In conclusion, the present study demonstrates for the first time that systemic (i.v.) UA treatment after ischemic stroke, which increases local UA concentration in the injured brain tissue, is associated to activation of the IL-6/STAT3 pathway, attenuation of VEGF-A/MMP-9 signaling, and modulation of relevant mediators of oxidative stress, neuroinflammation, and apoptotic cell death in brain cortex, thus leading to neuroprotection. Further research is warranted to identify the cell type/s targeted by UA. These findings extend the preclinical evidence supporting the neuroprotective effects of UA and point toward a multifaceted mechanism targeting ischemic stroke damage, with transcription factors such as STAT3 as key players.
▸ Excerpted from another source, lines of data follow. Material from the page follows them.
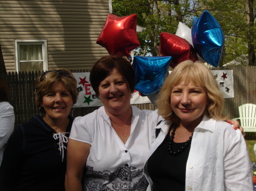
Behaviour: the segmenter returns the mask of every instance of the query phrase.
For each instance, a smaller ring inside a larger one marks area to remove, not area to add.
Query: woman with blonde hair
[[[64,191],[67,146],[76,103],[76,80],[67,69],[47,71],[36,79],[36,104],[43,117],[20,124],[6,145],[0,168],[5,190]]]
[[[165,120],[144,166],[147,190],[252,190],[243,135],[224,122],[224,100],[210,70],[179,63],[157,101]]]

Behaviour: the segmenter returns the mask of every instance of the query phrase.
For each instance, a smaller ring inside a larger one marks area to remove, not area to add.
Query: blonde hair
[[[210,70],[203,63],[190,60],[177,65],[165,80],[156,101],[159,114],[166,120],[179,124],[179,118],[171,106],[170,97],[174,87],[183,82],[205,88],[208,103],[205,113],[209,117],[219,120],[227,118],[222,114],[224,99]]]
[[[40,108],[40,111],[45,113],[44,109],[40,107],[43,101],[43,97],[48,92],[51,86],[56,83],[61,82],[65,88],[70,92],[72,97],[73,104],[75,104],[77,100],[79,92],[77,90],[77,82],[72,73],[66,69],[60,69],[65,70],[68,75],[63,76],[55,71],[59,70],[53,70],[45,74],[46,78],[41,79],[42,74],[38,75],[35,81],[35,103]]]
By targeting key steps of the ischemic cascade in a pleiotropic way, UA is a better adjunctive agent in endovascular treatments, compared with those based on monotargeted approaches. We are aware that these encouraging results should be confirmed in animals with stroke comorbidities, in females, and in old animals, to better model the human stroke population. Nonetheless, the present findings let us suggest that activation of the IL-6/STAT3 signaling pathway is a promising target in acute ischemic stroke therapy.